Business News of 2014-01-07

China EXIM holds back US$150m from Venture Capital Trust

The China Exim Bank has held back US$150 million it approved for the Venture Capital Trust Fund to deepen its operations.
This follows the inability of the Ministry of Finance to offer approval for the loan.
Although the executives of China Exim approved the loan, it needed the Government of Ghana, through the Ministry of Finance, to offer an assent to the loan documentation (a form of government guarantee) for disbursement to be effected.
This was contained in the annual report of the VCTF for 2012, a copy of which was made available to the GRAPHIC BUSINESS.
Securing the China EXIM loan would have significantly bolstered the operations of the country’s only Venture Capital financier, which has so far leveraged its initial GH¢24 million seed money three-fold.
This means that VCTF could easily have created a portfolio of about US$1 billion equity financing for small-scale enterprises in its second round of to spur economic growth.

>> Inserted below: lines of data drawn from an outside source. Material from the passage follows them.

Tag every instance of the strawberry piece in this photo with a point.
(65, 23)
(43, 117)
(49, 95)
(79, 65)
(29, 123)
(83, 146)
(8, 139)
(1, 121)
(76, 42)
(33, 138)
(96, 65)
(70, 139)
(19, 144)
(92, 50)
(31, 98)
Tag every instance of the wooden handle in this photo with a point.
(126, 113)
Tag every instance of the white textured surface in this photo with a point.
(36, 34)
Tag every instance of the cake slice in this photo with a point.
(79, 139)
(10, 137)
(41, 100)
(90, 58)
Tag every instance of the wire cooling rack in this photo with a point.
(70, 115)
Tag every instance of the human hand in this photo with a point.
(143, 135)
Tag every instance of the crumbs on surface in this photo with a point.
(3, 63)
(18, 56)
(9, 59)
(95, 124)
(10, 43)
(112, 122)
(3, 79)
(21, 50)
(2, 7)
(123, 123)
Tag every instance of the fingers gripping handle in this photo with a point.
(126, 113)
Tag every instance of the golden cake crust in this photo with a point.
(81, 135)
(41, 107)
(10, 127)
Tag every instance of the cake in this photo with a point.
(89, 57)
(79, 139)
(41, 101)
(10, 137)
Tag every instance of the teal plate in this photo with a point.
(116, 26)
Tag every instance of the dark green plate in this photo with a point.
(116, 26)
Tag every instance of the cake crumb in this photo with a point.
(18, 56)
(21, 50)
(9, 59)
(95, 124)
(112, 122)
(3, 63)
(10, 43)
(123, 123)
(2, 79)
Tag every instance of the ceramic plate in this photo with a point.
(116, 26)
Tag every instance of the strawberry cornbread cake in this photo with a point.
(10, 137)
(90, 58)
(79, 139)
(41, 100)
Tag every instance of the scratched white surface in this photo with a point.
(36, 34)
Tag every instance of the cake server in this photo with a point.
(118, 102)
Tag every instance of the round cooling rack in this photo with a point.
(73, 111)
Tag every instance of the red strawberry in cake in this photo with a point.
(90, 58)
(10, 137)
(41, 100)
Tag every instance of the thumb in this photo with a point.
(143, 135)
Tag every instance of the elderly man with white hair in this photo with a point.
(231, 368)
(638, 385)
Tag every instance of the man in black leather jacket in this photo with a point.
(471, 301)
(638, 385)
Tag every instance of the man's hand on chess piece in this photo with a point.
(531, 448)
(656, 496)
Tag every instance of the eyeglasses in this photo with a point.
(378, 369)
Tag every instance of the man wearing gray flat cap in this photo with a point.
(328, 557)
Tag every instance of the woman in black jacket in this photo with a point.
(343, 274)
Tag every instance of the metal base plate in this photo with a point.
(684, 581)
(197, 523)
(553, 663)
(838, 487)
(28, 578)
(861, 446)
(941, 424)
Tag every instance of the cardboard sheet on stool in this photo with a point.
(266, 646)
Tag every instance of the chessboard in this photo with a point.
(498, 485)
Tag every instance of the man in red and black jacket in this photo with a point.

Sources from the Finance Ministry told this paper on condition of anonymity that the government’s inability to offer a guarantee for the loan was because of the rising public debt and fiscal deficit about which concerns had been raised internally and by development partners.
Checks by the GRAPHIC BUSINESS indicates that China Exim withdrew the loan somewhere in August 2013, which means Venture Capital has to start afresh, should it decide to pursue it.
The Minister of Finance, Mr Seth Terkper, announced in the 2014 Budget that the government would, going forward, wean some government agencies to borrow their own funds on the strength of their balance sheets.
According to the annual report of the Fund, it disbursed a total of GH¢1.26 million in the 2012 financial year to Venture Capital Finance Companies (VCFCs), in response to capital calls.
The 2012 disbursement brought to 59.5 per cent the total committed capital and amount total disbursements since inception to US$10.11 million.
The Chief Executive of the Trust Fund, Mr Daniel Duku, said the government released GH¢10 million during the year under review, bringing the government’s total endowment since 2006 to 32.4 million.
However, the VCTF estimates that the minimum expected return for funds under management amounted to $2.9 million.
The Chairman of the board of directors, Mr Joseph Owusu Acheampong, said although the fund had initiated a number of programmes, they could not be implemented in full because of the lack of funding and resources.
“The government of Ghana continues to be our only source of fund through the National Reconstruction Levy and an additional budgetary allocation of GH¢10 million which was disbursed in 2012,” he said and added that expansion efforts to rope in more small-scale enterprises (SMEs) had been hampered by the lack of funds.
However, since the repeal of the National Reconstruction Levy in 2006, the only reliable source of capital inflow for the Trust Fund has been curtailed, with no replacement to warrant the sustainability of one of Ghana’s most creative and innovative approaches to solving the perennial dearth of long-term and low-cost financing for SMEs.
The Trust Fund is now expecting new inflows from the government so that it can make new commitments to viable businesses which require their support.
Already, the Trust Fund has attracted matching funds from the Dutch entrepreneurial development bank, FMO; the French development bank, PROPARCO, the Swiss Investment Fund for Emerging Markets (SIFEM), Social Venture Capital (SOVEC), the Finnfund of Finland, and Oasis Capital.
Partners drawn from among local financial institutions include the HFC Bank, the National Investment Bank, the Agricultural Development Bank, the Ghana Commercial Bank; trusts and insurance companies such as the Social Security and National Insurance Trust (SSNIT), Gold Coast Securities; Ghana Union assurance; SIC Insurance Company Ltd and Fidelity Capital Partners.
With unavailability of long-term capital for SMEs in the country, Venture Capital has become the surest way of delivering patient capital to businesses to enable them to grow. It is a well-known fact that venture capital investing has spurred the development of major economies in Europe and North America.
The Venture Capital Trust Fund (VCTF) was established by ACT 680, 2004 by the Government of Ghana to provide financial resources to Small and Medium Scale Enterprises (SMEs).